[1] Canvas dan Sosoknya

94 39 122
                                    

"KEVIN!! GUE TUNGGU DI DEPAN YA! CEPETAN!"

Duk!

Seorang pemuda meringis kala kepala satu-satunya terhantuk kepala ranjang. Suara lengkingan dari luar sesaat yang lalu mengusik fungsi otaknya. Ia mengucek kedua matanya dengan kaki turun menyentuh lantai yang dingin. Berjalan sempoyongan lalu ia tarik gorden yang menutupi jendelanya.

"KEVIN!!"

Tepat setelah pemuda itu membuka kaca jendelanya suara lengkingan tadi kembali terdengar.

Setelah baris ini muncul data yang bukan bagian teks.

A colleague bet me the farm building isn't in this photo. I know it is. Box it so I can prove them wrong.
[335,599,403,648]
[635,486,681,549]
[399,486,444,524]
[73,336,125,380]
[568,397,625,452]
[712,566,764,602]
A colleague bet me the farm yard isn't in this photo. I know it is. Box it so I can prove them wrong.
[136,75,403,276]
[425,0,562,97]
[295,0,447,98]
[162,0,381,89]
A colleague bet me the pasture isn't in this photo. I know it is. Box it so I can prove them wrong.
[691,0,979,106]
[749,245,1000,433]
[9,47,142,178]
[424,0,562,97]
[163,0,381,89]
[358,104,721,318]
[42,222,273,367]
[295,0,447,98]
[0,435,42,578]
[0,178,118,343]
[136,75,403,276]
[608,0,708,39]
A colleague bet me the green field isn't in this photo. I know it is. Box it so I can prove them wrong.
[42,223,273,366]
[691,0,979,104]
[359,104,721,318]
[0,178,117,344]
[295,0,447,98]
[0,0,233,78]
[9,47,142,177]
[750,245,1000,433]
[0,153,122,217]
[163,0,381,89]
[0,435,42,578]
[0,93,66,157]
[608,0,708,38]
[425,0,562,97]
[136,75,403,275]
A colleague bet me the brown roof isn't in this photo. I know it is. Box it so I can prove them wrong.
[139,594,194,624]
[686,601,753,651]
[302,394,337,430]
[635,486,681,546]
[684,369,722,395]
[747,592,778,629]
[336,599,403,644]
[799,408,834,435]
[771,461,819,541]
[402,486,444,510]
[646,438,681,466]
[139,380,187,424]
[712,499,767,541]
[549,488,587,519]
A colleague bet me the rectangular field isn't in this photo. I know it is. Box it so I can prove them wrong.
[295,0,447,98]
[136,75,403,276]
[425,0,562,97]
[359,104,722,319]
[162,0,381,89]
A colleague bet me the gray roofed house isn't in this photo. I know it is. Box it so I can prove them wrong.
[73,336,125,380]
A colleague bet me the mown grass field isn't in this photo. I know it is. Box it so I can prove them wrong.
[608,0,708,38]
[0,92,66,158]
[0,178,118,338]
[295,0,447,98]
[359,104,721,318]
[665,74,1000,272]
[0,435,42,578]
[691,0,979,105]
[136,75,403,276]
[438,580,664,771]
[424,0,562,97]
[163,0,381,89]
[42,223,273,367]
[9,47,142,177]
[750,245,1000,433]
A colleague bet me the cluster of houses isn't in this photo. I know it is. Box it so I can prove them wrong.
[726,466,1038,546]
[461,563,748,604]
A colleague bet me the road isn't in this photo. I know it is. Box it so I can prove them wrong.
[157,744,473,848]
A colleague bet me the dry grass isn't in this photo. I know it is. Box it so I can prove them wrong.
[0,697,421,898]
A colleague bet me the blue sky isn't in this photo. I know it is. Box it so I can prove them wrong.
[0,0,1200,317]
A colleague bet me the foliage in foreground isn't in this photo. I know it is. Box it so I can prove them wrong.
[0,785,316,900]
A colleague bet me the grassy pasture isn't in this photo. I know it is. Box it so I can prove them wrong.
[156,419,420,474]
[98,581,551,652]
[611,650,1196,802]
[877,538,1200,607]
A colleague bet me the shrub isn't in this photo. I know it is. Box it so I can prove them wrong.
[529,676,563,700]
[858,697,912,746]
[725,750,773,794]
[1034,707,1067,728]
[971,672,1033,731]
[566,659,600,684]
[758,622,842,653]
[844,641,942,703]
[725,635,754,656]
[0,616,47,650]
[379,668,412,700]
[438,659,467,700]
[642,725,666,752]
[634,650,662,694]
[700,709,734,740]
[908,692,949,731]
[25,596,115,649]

Di bawah sana tepat di depan rumahnya seorang gadis berseragam rapi mendongak menatapnya yang berdiri di depan jendela lantai dua.

Dari jarak seperti ini dapat Kevin lihat dengan jelas bagaimana raut kesal yang amat kentara gadis itu tunjukkan. Tentu saja, bagaimana ia sudah begitu rapi dengan seragam Sekolah siap untuk mengisi absen kelas. Sedangkan Kev---

"Bajingan KEVIN!! Gue udah bangun pagi-pagi supaya gak telat! Sedangkan lo!? Ih tolol banget, bangsat Kevin!!"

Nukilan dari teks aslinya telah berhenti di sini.